Scrooge aveva le lacrime agli occhi. Guardò Battista.

« Perché dovrei iniziare, Battista? Per me è tutto finito... »

« No signore, gliel'ho già detto. Non è ancora finita. Non è ancora finita perché Goldie non è ancora nel Klondike. E anche quando sarà là, potrà sempre tornare. Nulla ha mai fine, principale... se lo si vuole. E ora, ripeto, faccia colazione. »

Il maggiordomo scese dalla scrivania e avvicinò il vassoio alle mani di Scrooge.

Poi si avviò alla porta.

« Ah, un'ultima cosa... io quei canti li ho sentiti davvero. Ci faccia caso anche lei, se le va »

 

 

 

 

 

 

 

 

 

 

 

Brigitta barcollava.

Si sentiva molto meglio, ma aveva un po' di mal di testa. E a causa di questo si era dovuta alzare per prendere la medicina adeguata. Non aveva voluto svegliare Daisy, che era tornata molto tardi ed aveva già fatto tanto per lei.

Mentre scartava la pillola da mettere nel bicchiere d'acqua, pensò che Daisy non le aveva raccontato nulla di ciò che era successo al deposito. Ma lei se lo era immaginato molto bene, sebbene non avesse indizi.

Si chiedeva cos'avrebbe fatto di lì a pochi minuti. Erano dieci alle otto, e non sarebbe certo tornata a letto.

Sciacquò il bicchiere nell'acquaio e lo rimise al suo posto. Accese la radio, mettendosi sul divano.

Davano musica.

Ricordò che fino ai giorni precedenti aveva sentito che quello stesso giorno, secondo i media, sarebbe accaduto qualcosa di catastrofico. Nessuno aveva saputo spiegare cosa, ma la paura si era sparsa velocemente, così come la nebbia e il freddo.

Ricordò di essersi impressionata la prima volta che l'aveva sentito dire.
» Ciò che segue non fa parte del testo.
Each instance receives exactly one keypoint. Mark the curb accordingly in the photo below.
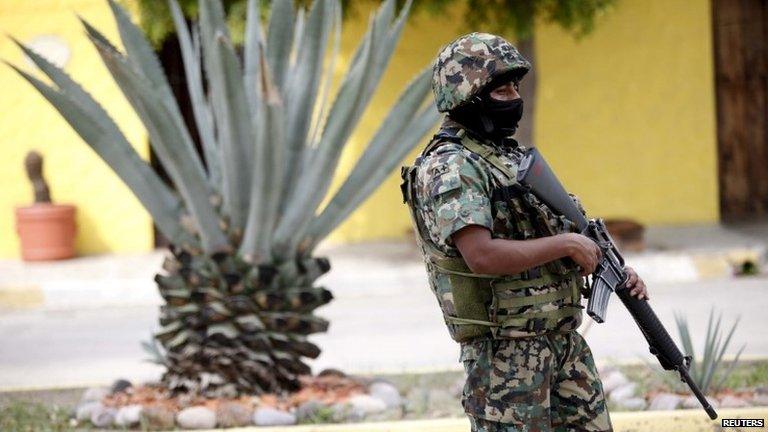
(693, 420)
(692, 266)
(78, 294)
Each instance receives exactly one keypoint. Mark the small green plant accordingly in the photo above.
(709, 368)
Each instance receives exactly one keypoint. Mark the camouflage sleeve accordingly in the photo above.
(455, 189)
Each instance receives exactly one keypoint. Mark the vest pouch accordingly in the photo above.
(471, 299)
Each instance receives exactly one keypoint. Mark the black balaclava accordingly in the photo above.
(489, 117)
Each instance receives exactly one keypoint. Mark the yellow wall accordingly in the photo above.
(626, 116)
(109, 217)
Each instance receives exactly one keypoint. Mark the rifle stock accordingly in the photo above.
(535, 175)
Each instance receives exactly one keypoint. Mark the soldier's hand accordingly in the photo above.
(583, 251)
(635, 284)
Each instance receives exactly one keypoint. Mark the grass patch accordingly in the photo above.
(20, 416)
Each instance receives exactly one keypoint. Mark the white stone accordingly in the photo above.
(196, 418)
(665, 402)
(85, 410)
(366, 404)
(623, 392)
(633, 404)
(94, 394)
(457, 388)
(733, 402)
(267, 416)
(613, 380)
(103, 417)
(129, 415)
(387, 393)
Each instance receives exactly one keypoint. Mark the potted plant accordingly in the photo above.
(46, 230)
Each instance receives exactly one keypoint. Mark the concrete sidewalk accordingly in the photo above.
(674, 255)
(92, 312)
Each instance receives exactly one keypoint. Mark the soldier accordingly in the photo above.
(507, 272)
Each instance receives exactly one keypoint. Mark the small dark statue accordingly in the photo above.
(33, 163)
(46, 230)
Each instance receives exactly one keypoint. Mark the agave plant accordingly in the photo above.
(710, 365)
(245, 218)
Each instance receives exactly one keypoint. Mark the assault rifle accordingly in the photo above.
(609, 277)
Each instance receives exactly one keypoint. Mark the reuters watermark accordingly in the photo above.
(742, 423)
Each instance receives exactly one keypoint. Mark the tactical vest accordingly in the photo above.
(537, 301)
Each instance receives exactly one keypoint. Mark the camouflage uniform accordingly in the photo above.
(519, 377)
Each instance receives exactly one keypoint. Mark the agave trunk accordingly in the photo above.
(230, 327)
(239, 282)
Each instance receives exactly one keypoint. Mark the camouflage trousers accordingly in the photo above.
(545, 383)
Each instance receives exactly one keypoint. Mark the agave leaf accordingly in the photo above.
(252, 53)
(326, 89)
(190, 53)
(168, 141)
(141, 54)
(383, 47)
(719, 351)
(302, 89)
(268, 173)
(730, 369)
(231, 112)
(142, 57)
(398, 134)
(309, 193)
(711, 348)
(298, 33)
(306, 76)
(239, 134)
(280, 40)
(99, 131)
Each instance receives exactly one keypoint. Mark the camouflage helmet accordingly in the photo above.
(468, 64)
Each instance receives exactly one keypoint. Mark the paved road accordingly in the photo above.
(391, 323)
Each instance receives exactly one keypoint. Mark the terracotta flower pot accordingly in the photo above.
(47, 231)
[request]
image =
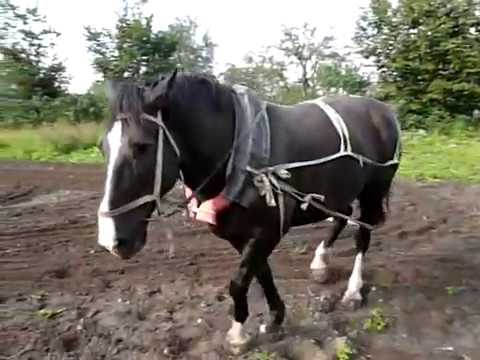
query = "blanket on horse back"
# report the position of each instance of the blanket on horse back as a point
(251, 150)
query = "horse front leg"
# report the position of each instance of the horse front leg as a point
(320, 261)
(275, 302)
(253, 263)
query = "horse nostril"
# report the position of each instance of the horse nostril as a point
(120, 243)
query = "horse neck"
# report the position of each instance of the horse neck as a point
(206, 138)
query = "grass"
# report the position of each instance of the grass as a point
(436, 157)
(59, 142)
(376, 322)
(426, 156)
Aveva avuto paura.

Ma adesso solo il pensiero di qualcosa di catastrofico la faceva ridere.

Che caschi il mondo, tanto per me è già tutto finito.

Inoltre, quella mattina era simile a molte altre. La solita nebbia, il solito buio, il solito freddo, la solita malinconia. Nulla di diverso.

Si erano sbagliati, naturalmente.

L'altra volta mi hanno fatto prendere un bel coccolone, per poi scoprire che non era vero. C'era da aspettarselo... ma pazienza, non m'importa... d'ora in poi dovrò solo pensare a fare qualcosa di diverso dal normale. Dovrò cambiare vita.

Si alzò dal divano. Suo malgrado sentiva un groppo in gola.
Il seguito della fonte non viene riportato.